Categories: Friday Reads, News

Happy Friday, readers!  Today’s book is part lifestyle guide, part memoir, part business how-to, and all empowerment: #GIRLBOSS! It’s written by Sophia Amoruso, the founder, CEO, and Creative Director of the online shopping store sensation NASTY GAL. The book is bursting with Amoruso’s straight shooting, quick wit and punky attitude, and I found her take on the business world to be refreshing and inspiring.

GIRLBOSS

Sophia Amoruso had no intention of becoming an entrepreneur, and instead began NASTY GAL as an eBay shop when she was broke and bored at her part time job at the front desk of a San Francisco art school. In her book, Amoruso shares how she stayed committed to her eBay store and her customers, her passion for vintage clothes and her unconventional style, and her tips on who and what to focus on when starting your own small (or big) business.

As a young adult and new college student who is interested in business/entrepreneurship and also eager for new work experiences #GIRLBOSS gave me not only strong guidance and great information on both of those things, but also encouraged independence, honesty, courage, and being oneself.

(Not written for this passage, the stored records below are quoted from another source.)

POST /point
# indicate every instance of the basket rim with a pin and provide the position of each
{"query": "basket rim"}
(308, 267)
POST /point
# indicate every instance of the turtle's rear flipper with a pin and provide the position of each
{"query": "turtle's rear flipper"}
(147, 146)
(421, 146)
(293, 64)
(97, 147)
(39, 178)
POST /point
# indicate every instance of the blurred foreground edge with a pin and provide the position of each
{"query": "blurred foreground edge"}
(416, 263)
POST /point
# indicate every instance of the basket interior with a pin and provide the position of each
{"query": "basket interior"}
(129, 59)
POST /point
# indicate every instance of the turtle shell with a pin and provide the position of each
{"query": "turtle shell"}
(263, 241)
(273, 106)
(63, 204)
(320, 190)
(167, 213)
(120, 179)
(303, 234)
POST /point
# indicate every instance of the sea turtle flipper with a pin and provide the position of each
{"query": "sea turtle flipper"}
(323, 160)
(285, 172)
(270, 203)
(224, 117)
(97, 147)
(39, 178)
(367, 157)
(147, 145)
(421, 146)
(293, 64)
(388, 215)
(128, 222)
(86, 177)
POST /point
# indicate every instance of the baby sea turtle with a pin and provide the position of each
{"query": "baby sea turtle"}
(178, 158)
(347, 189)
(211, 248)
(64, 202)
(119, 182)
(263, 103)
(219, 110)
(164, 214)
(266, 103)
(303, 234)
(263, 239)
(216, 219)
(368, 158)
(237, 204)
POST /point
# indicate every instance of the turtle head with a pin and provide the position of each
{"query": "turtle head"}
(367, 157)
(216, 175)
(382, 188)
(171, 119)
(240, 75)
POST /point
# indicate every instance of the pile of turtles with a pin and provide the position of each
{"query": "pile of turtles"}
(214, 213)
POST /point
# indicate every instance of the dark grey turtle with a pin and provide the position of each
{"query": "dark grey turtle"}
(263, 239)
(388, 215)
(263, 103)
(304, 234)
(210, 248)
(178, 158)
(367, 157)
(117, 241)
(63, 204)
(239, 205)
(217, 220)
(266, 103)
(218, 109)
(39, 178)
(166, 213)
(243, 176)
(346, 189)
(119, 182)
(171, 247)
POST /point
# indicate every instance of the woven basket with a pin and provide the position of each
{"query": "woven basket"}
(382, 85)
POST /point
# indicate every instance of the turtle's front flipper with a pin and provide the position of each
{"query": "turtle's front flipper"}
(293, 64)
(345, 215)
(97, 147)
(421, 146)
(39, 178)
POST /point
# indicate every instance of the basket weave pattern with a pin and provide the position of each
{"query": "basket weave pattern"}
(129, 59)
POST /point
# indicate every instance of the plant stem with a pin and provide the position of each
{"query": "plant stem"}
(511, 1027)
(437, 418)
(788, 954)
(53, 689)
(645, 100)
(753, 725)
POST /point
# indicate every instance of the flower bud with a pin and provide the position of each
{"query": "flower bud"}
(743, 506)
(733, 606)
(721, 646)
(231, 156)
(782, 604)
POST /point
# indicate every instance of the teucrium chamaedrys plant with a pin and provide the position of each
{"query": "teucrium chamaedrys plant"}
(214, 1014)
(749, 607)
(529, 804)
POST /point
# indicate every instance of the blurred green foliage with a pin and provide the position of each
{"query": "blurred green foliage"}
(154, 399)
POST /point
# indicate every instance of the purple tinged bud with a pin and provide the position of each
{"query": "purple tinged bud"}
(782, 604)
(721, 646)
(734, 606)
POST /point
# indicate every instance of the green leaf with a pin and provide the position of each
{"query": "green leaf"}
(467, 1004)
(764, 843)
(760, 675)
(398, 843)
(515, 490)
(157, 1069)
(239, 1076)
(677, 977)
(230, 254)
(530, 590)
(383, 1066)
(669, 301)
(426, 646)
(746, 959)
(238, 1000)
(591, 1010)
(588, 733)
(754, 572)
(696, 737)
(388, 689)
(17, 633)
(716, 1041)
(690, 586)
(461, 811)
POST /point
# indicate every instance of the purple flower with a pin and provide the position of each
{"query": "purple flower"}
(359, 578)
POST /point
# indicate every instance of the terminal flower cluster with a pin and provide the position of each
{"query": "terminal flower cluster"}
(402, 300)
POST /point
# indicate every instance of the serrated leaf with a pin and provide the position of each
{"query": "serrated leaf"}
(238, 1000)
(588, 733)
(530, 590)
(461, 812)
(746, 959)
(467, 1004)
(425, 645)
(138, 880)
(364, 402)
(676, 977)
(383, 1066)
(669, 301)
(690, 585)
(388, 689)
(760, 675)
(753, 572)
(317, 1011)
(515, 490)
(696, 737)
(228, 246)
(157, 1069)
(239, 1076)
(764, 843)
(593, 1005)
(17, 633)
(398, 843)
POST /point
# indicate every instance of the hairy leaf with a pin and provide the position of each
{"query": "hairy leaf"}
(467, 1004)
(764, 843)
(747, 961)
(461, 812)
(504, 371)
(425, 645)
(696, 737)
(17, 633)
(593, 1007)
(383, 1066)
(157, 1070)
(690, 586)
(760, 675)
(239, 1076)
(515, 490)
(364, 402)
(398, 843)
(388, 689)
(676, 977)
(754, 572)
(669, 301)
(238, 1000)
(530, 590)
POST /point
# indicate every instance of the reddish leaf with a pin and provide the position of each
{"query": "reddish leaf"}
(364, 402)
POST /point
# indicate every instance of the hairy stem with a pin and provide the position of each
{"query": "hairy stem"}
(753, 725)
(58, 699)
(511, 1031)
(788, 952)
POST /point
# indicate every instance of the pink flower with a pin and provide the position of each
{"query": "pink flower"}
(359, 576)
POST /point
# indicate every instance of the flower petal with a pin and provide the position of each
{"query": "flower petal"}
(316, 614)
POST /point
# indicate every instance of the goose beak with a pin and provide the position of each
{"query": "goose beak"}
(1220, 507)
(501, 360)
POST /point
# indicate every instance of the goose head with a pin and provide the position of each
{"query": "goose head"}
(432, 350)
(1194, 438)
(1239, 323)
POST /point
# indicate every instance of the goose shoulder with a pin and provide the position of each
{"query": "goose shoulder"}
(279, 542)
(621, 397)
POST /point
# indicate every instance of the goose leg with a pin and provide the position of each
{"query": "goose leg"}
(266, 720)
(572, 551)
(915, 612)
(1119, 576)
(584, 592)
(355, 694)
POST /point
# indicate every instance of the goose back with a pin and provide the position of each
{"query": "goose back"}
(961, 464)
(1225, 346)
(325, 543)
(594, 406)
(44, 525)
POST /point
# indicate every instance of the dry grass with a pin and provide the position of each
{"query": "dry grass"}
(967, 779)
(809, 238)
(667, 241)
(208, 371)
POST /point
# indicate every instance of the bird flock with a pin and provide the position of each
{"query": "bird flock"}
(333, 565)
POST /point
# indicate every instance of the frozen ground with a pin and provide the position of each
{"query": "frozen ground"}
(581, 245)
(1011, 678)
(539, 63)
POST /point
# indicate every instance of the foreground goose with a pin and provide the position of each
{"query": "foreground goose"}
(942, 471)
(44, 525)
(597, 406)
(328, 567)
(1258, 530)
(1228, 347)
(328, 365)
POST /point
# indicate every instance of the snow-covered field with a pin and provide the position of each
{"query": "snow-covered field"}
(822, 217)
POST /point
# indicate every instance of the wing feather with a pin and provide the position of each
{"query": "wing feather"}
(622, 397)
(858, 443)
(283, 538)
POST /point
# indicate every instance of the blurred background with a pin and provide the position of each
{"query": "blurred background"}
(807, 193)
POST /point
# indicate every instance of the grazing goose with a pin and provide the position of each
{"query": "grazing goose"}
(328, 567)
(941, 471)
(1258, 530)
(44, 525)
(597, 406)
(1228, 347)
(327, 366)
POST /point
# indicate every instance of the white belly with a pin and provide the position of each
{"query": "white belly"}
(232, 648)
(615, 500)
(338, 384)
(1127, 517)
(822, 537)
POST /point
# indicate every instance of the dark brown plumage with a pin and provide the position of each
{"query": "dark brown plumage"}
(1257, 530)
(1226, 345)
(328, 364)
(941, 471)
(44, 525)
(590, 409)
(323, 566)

Amoruso shares both her mistakes and successes in order to give the most candid and humble advice, and features other “#GirlBosses” who share their tips and anecdotes as well, essentially making this book a collective effort to encourage you to be the best #GIRLBOSS (or #GUYBOSS) you can be.

#GIRLBOSS is an excellent read regardless of whether or not you plan on going into business – it holds lifestyle guidance and inspiration that anyone can use. It’s a book about accessing your potential; taking hold of your dreams and ideas and doing something about them, not letting them sit idle. And by the end, you’ll feel like you can take on anything – because you can!